Much of the Amsterdam canal system is the successful outcome of city planning. In the early part of the 17th century, with immigration at a height, a comprehensive plan was put together, calling for four main, concentric half-circles of canals with their ends resting on de IJ bay. Known as the "grachtengordel", three of the canals are mostly for residential development (Herengracht or ‘’Gentleman's Canal’’; Keizersgracht or ‘’Emperor's Canal’’; and Prinsengracht or ‘’Prince's Canal’’), and a fourth, outer canal, the present Nassau/Stadhouderskade, for purposes of defense and water management. The plan also envisaged interconnecting canals along radii; a set of parallel canals in the Jordaan quarter (primarily for the transportation of goods, for example, beer); the conversion of an existing, inner perimeter canal (Singel) from a defensive purpose to residential and commercial development; and more than one hundred bridges. The defensive purpose of the Nassau/Stadhouderskade was served by moat and earthen dikes, with gates at transit points but otherwise no masonry superstructures.

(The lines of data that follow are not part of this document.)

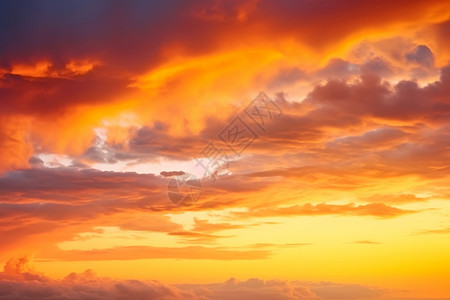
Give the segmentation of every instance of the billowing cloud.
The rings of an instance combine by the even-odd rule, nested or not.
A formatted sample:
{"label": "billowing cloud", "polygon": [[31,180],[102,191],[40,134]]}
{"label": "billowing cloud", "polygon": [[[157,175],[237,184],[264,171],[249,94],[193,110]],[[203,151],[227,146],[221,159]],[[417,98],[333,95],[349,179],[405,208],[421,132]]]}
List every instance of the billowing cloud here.
{"label": "billowing cloud", "polygon": [[[0,273],[0,299],[381,299],[385,294],[378,288],[285,280],[251,278],[239,281],[230,278],[223,283],[167,285],[156,280],[114,280],[100,277],[88,269],[70,273],[54,280],[26,267],[26,257],[15,260],[11,270],[7,263]],[[384,299],[384,298],[383,298]]]}

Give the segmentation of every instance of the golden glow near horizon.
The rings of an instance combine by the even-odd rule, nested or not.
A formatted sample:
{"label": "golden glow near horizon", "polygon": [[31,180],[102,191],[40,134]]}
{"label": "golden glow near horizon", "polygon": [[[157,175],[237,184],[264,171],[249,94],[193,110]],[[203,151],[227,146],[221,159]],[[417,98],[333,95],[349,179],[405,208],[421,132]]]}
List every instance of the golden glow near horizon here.
{"label": "golden glow near horizon", "polygon": [[447,1],[36,3],[0,299],[448,299]]}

Construction proceeded from west to east, across the breadth of the lay-out, like a gigantic windshield wiper as the historian Geert Mak calls it – not from the center outwards as a popular myth has it. Construction of the north-western sector was started in 1613. After 1656, with the canals in the southern sector also already finished for some time, building in that sector too was started, although slowly. The eastern part of the concentric canal plan, covering the area between the Amstel river and the IJ bay, was never implemented. In the following centuries, the land went mostly for parks, old age homes, theaters and other public facilities – and for waterways without much plan.

Over the years, several canals have been filled up and are now streets or squares, such as Nieuwezijds Voorburgwal and Spui.